Researchers use of academic libraries and their services
This study provides a forward-looking view of how researchers interact with academic libraries in the UK and informs the debate on the development of academic libraries and the services provided to researchers.
The foundations of the relationship between researchers and research libraries in the UK are beginning to be tested by shifts in the way that researchers work. The rise of e-research, interdisciplinary work, cross-institution collaborations, and the expectation of massive increases in the quantity of research output in digital form all pose new challenges. These challenges are about how libraries should serve the needs of researchers as users of information sources of many different kinds, but also about how to deal with the information outputs that researchers are creating.
Key Perspectives Ltd undertook this study on behalf of the RIN and CURL. The work surveyed 2250 researchers and 3000 librarians, and included an intensive series of focus group discussions and interviews, we have sought to establish a solid base of evidence on how libraries have been developing their services and strategies, and how researchers have been making use of those services. But we have also sought to look forward, to gain a perspective from both researchers and librarians as to how they envisage library services developing in the future.
The report is available below.
We held a workshop in April 2007 to discuss the ﬁndings and implications of the report and to consider the implications, particularly from the point of view of libraries and host institutions.

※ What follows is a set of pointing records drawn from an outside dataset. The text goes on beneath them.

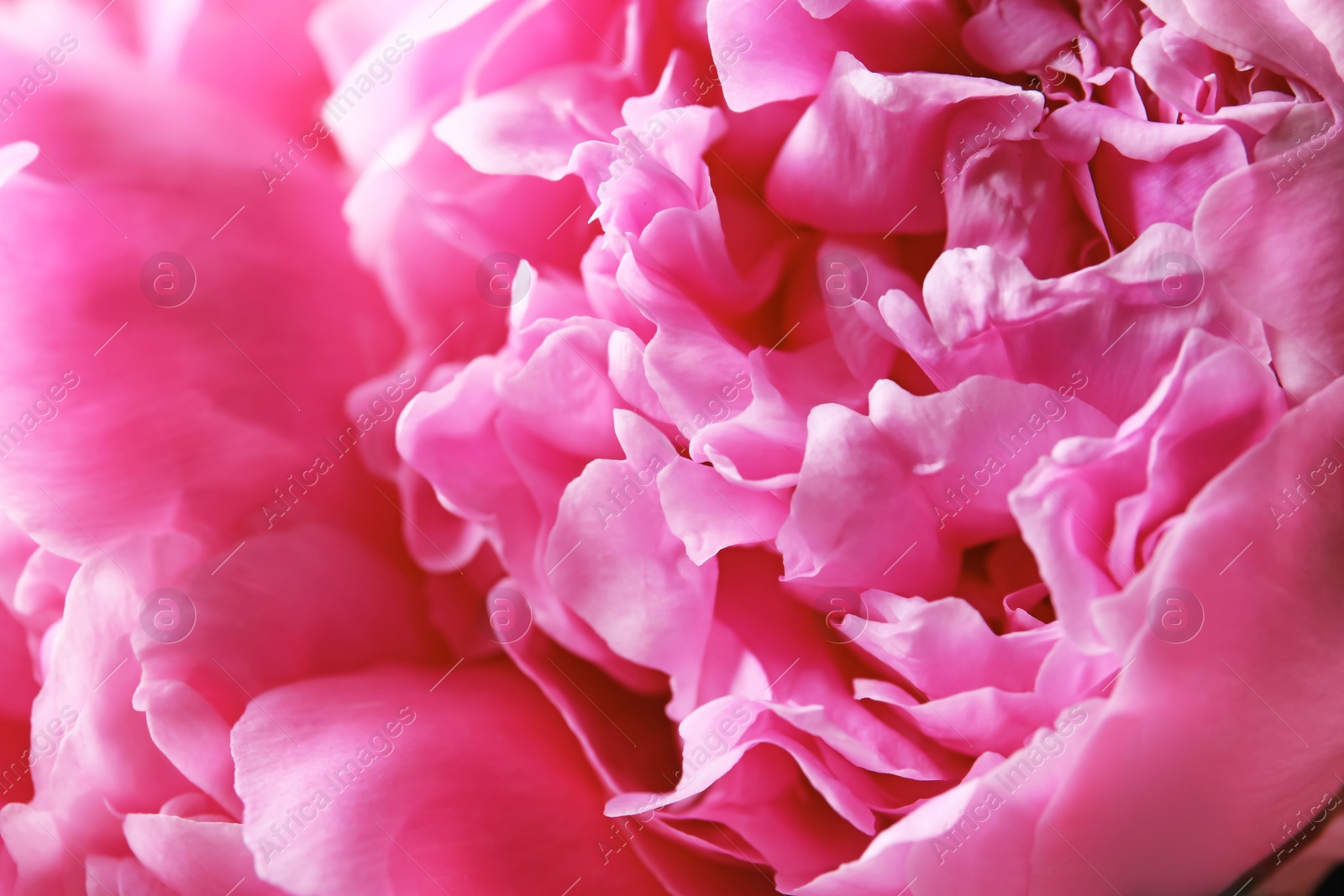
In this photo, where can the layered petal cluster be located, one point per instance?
(674, 448)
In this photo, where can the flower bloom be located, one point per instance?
(833, 448)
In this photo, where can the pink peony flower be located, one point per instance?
(833, 448)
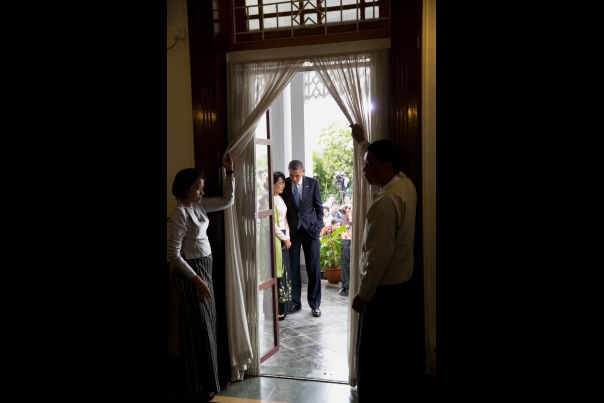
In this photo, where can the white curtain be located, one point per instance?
(359, 84)
(252, 88)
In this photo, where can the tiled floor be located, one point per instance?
(265, 390)
(314, 348)
(311, 365)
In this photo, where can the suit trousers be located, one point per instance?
(311, 248)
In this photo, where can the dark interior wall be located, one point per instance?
(405, 130)
(209, 42)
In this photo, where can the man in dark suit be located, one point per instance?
(302, 197)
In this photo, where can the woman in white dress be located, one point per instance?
(282, 245)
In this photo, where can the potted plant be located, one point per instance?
(331, 254)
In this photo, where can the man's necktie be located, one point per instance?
(296, 196)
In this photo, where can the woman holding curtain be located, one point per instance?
(282, 244)
(191, 256)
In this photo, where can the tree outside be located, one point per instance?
(332, 161)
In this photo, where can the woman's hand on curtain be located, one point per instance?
(357, 133)
(227, 162)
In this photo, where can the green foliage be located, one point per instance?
(331, 249)
(336, 155)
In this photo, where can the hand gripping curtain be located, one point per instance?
(358, 82)
(252, 88)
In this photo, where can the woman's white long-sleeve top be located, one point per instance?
(282, 214)
(187, 228)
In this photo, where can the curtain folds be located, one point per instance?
(252, 88)
(358, 82)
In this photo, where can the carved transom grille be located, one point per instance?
(258, 20)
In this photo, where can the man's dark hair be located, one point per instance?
(294, 165)
(183, 180)
(387, 151)
(277, 175)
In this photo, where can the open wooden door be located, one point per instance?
(268, 330)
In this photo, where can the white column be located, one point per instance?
(297, 122)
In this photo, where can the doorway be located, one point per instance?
(309, 347)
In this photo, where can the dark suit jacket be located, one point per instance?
(310, 214)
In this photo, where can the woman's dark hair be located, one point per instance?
(277, 175)
(183, 180)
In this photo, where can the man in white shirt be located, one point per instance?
(385, 266)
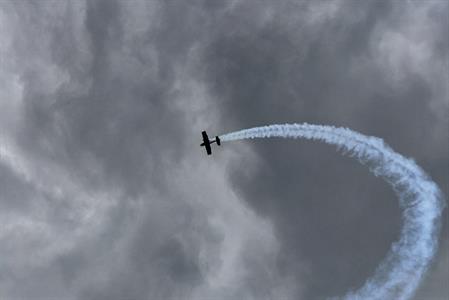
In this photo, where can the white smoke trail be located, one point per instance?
(421, 201)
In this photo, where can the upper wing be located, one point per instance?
(208, 149)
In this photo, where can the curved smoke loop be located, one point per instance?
(420, 199)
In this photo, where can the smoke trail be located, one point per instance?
(420, 199)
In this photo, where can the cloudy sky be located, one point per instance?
(105, 193)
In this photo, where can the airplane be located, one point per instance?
(206, 142)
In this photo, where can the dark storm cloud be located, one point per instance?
(331, 72)
(101, 175)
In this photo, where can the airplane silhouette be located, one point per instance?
(206, 142)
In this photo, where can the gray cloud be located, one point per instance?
(105, 194)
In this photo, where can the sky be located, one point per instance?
(106, 194)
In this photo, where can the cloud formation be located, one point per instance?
(106, 194)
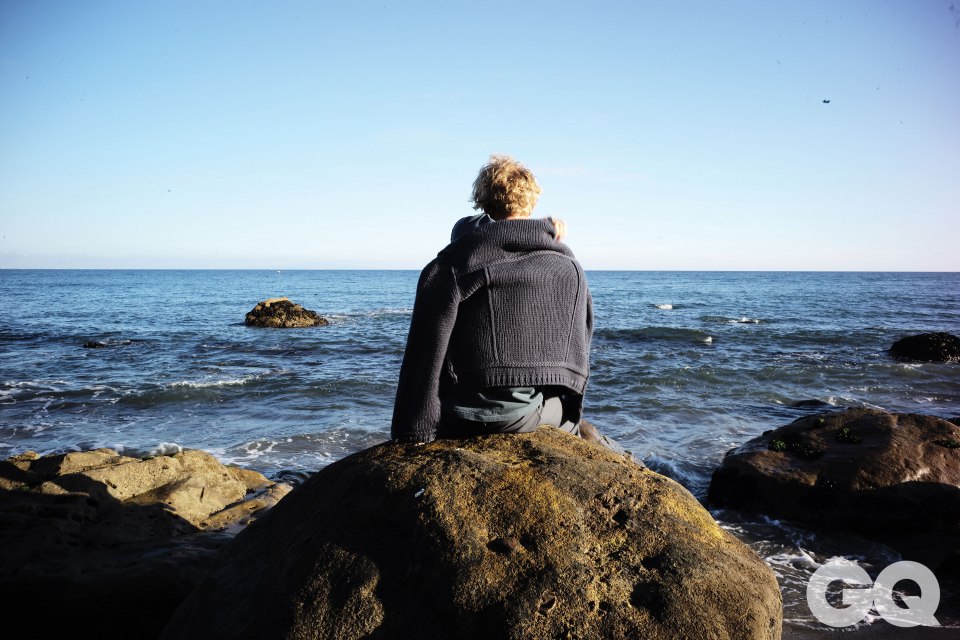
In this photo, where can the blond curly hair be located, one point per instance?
(505, 189)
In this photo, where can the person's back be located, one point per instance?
(501, 330)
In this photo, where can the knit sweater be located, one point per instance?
(505, 305)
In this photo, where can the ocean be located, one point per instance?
(685, 366)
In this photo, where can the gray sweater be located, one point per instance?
(505, 305)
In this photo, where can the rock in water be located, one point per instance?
(282, 313)
(927, 347)
(538, 535)
(93, 535)
(860, 469)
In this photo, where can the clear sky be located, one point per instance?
(668, 135)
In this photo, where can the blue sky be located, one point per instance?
(313, 135)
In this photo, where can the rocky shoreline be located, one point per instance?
(585, 542)
(94, 543)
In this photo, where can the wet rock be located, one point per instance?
(282, 313)
(538, 535)
(927, 347)
(124, 537)
(860, 469)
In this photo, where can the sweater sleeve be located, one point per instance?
(416, 411)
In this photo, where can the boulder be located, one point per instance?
(860, 469)
(538, 535)
(927, 347)
(282, 313)
(94, 535)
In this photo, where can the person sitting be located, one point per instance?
(499, 341)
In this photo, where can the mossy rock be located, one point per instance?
(281, 313)
(539, 535)
(872, 471)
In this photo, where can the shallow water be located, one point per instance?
(685, 366)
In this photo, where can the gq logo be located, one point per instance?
(858, 602)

Following this event, we set up a working group of researchers, librarians and senior institutional managers to set out strategic courses of action to be taken in particular by higher education institutions to address the issues outlined in the report.
The group completed its work in June 2008, and produced a new guidance document, Ensuring a bright future for research libraries: a guide for vice-chancellors and senior institutional managers, to give practical advice to ensure library and information services keep pace with the evolving needs of researchers.